This talk is part of the NLP Seminar Series.

Toward Natural Language Supervision

Jacob Andreas, MIT
Date: 11:00am - 12:00 noon PT, Jul 07 2022
Venue: Zoom (link hidden)

Abstract

In the age of deep networks, "learning" almost invariably means "learning from examples". Image classifiers are trained with large datasets of images, machine translation systems with corpora of translated sentences, and robot policies with rollouts or demonstrations. When human learners acquire new concepts and skills, we often do so with richer supervision, especially in the form of language---we learn new concepts from exemplars accompanied by descriptions or definitions, and new skills from demonstrations accompanied by instructions. In natural language processing, recent years have seen a number of successful approaches to learning from task definitions and other forms of auxiliary language-based supervision. But these successes have been largely confined to tasks that also involve language as an input and an output---what will it take to make language-based training useful for the rest of the machine learning ecosystem? In this talk, I'll present two recent applications of natural language supervision to tasks outside the traditional domain of NLP: using language to guide visuomotor policy learning and inductive program synthesis. In these applications, natural language annotations reveal latent compositional structure in the space of programs and plans, helping models discover reusable abstractions for perception and interaction.

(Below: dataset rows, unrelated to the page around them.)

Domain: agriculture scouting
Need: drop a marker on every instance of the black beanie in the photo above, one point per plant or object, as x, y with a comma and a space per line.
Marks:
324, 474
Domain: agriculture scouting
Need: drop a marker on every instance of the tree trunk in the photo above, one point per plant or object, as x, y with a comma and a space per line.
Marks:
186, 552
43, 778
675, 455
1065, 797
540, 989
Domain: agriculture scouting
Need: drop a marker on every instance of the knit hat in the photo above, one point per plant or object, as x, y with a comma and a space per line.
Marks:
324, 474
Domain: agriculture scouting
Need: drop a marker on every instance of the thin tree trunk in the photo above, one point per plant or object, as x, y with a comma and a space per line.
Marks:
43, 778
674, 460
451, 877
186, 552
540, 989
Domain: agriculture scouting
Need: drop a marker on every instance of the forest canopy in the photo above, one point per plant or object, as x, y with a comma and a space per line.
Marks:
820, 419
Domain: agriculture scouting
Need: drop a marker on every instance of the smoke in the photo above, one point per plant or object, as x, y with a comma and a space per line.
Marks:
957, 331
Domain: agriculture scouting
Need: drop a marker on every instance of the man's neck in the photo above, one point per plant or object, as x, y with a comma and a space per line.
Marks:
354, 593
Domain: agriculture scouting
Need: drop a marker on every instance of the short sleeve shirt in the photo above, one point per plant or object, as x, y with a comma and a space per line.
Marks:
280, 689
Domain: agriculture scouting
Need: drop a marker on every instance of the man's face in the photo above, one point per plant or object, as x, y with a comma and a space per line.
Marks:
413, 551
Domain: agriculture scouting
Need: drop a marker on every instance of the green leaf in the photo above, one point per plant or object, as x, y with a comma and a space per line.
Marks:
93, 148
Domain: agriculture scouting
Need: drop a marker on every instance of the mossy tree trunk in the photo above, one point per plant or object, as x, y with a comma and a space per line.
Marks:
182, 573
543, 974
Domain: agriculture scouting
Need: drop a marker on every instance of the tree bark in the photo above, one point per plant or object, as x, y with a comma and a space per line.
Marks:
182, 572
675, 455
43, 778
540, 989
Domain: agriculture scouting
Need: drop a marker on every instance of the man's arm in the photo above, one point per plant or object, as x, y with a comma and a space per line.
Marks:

This kind of compositional structure is present in many tasks beyond policy learning and program synthesis, and I'll conclude with a brief discussion of how these techniques might be more generally applied.

Bio

Jacob Andreas is the X Consortium Assistant Professor at MIT. His research aims to build intelligent systems that can communicate effectively using language and learn from human guidance. Jacob earned his Ph.D. from UC Berkeley, his M.Phil. from Cambridge (where he studied as a Churchill scholar) and his B.S. from Columbia. As a researcher at Microsoft Semantic Machines, he founded the language generation team and helped develop core pieces of the technology that powers conversational interaction in Microsoft Outlook. He has been the recipient of Samsung's AI Researcher of the Year award, MIT's Kolokotrones teaching award, and paper awards at NAACL and ICML.